Nuestra anfitriona me dedica una áspera sonrisa.

—Ah, la guerra. Qué oportuno resulta escudarse en ella. Sirve para justificar cualquier cosa.

El reverendo Atanasio niega con determinación.

—Existen cosas injustificables, señora. Los judíos no escaparán a la ira divina. Como tan acertadamente señala nuestro patriarca en su comentario al Evangelio de San Juan: Dejad que los ignorantes judíos, que endurecen sus mentes hasta la completa obstinación, comprendan que ellos mismos están invitando a que la destrucción se abata sobre sus cabezas. La irá divina caerá sobre ellos, y se les despojará de todo lo bueno como pago por su rencor contra Cristo.

De camino a casa, Saúl permanece extrañamente silencioso. Los cascos de nuestras monturas resuenan sobre el empedrado de las calles vacías.

—Espero que al menos tú gozaras de una velada entretenida —comento al fin.

—Seguro. Deberías probar a venir a la cocina y beber cerveza junto a los escoltas, en lugar de recostarte en un lujoso comedor y enjugarte los dedos en los rizos de las camareras.

—¿Ha ocurrido algo? —No preciso de su respuesta. El tono de su voz me confirma que así ha sido.

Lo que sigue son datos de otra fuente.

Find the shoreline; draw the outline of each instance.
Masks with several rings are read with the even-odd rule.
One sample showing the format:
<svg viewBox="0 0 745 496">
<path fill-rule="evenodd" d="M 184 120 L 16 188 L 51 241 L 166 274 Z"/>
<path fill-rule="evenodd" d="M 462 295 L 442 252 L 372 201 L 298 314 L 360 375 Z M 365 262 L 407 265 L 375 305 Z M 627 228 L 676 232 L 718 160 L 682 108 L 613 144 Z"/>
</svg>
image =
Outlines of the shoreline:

—Todo iba bien hasta que al esbirro de uno de tus amigos se le fue la cabeza a causa del alcohol. Entonces empezó a jactarse de su forma de tratar a las hembras díscolas y a describir el mejor método para destrozarles la cara. —Aprieta las riendas con tanta rabia que sus nudillos están blancos—. Te juro que estuve a punto de demostrarle que yo también tengo mis métodos.

No respondo. Recuerdo nuestros últimos momentos junto a Eliana. Nos hemos trasladado a Ptolemaida a fin de que yo asista a la escuela catequética. A finales del invierno, ella anuncia que debe regresar durante un tiempo a Damocaris para cuidar de su hermana mayor, que se encuentra a punto de dar a luz.

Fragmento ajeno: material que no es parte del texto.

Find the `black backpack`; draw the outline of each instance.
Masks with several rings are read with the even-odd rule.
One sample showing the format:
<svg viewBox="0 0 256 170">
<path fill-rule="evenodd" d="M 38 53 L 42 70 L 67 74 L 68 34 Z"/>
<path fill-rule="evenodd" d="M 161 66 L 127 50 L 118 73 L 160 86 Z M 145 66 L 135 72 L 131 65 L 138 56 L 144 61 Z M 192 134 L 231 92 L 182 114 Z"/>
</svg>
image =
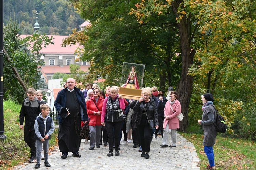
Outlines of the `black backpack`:
<svg viewBox="0 0 256 170">
<path fill-rule="evenodd" d="M 228 126 L 226 124 L 223 117 L 219 114 L 218 111 L 216 109 L 213 105 L 212 105 L 214 108 L 217 113 L 216 120 L 214 121 L 214 126 L 216 131 L 221 133 L 225 133 L 228 128 Z"/>
</svg>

Se despide de nosotros antes del amanecer. Saúl la estrecha hasta casi asfixiarla.

—Vuelve en cuanto Sara esté bien. No olvides que aquí te necesitamos tanto como ella.

—¡No me digas! Ya hablaremos cuando tengas que cargar con una criatura de nueve meses en el vientre.

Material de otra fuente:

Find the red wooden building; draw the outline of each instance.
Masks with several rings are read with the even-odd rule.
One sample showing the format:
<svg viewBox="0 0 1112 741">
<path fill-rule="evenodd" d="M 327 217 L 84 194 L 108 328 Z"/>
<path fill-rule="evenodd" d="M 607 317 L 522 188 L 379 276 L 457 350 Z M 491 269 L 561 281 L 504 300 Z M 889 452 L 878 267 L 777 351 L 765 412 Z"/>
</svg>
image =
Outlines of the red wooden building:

Se libera del abrazo de su hermano con una sonrisa levemente recriminadora.

—No espero que lo entiendas. Los hombres se entrenan desde su infancia para dar muerte. Las mujeres, para conceder la vida.

Esas palabras constituyeron su despedida. Nunca alcanzó su destino. Su marido la sorprendió en la ruta hacia la casa de mi madre.

A diferencia de Alejandría, Ptolemaida no emplea velos ni afeites. No es lugar para quien aspire a disimular su rostro ni, mucho menos, su presencia. Un verdugo armado de empeño y odio supo cómo encontrar a Eliana. Tampoco él pudo mantenerse oculto mucho tiempo.

Saúl hizo lo posible para evitar involucrarme. Cuando tuve noticia de sus planes, era demasiado tarde. No me quedó más opción que salir corriendo en su busca, en plena noche. Recuerdo a la perfección el momento en que doblé aquella esquina y lo encontré bañado en sangre tras apuñalar al asesino de su hermana.

Obligué a que mis hombres lo sacaran a rastras de aquella callejuela. Los primeros vecinos comenzaban a abrir los batientes portando sus lámparas. No podía permitir que las sospechas recayeran sobre él. Agarré el cuchillo y me empapé la túnica en el estómago del difunto.

Soy un aristócrata. La justicia no se muestra tan rigurosa con los de mi clase. El caso de Saúl es diferente. Incluso aunque acabe exculpado, probablemente deba de enfrentarse al potro de torturas durante el interrogatorio.

La víctima mató a una de mis domésticas; estaba en mi derecho a exigirle cuentas por ello. No tengo la culpa de que reaccionara con violencia y me obligara a defenderme. Dudo que se me trate con excesiva severidad. Al fin y al cabo, sólo se trata de un plebeyo. Y mi familia, una de las más influyentes de la provincia, mantiene excelentes relaciones de amistad con el gobernador Genadio.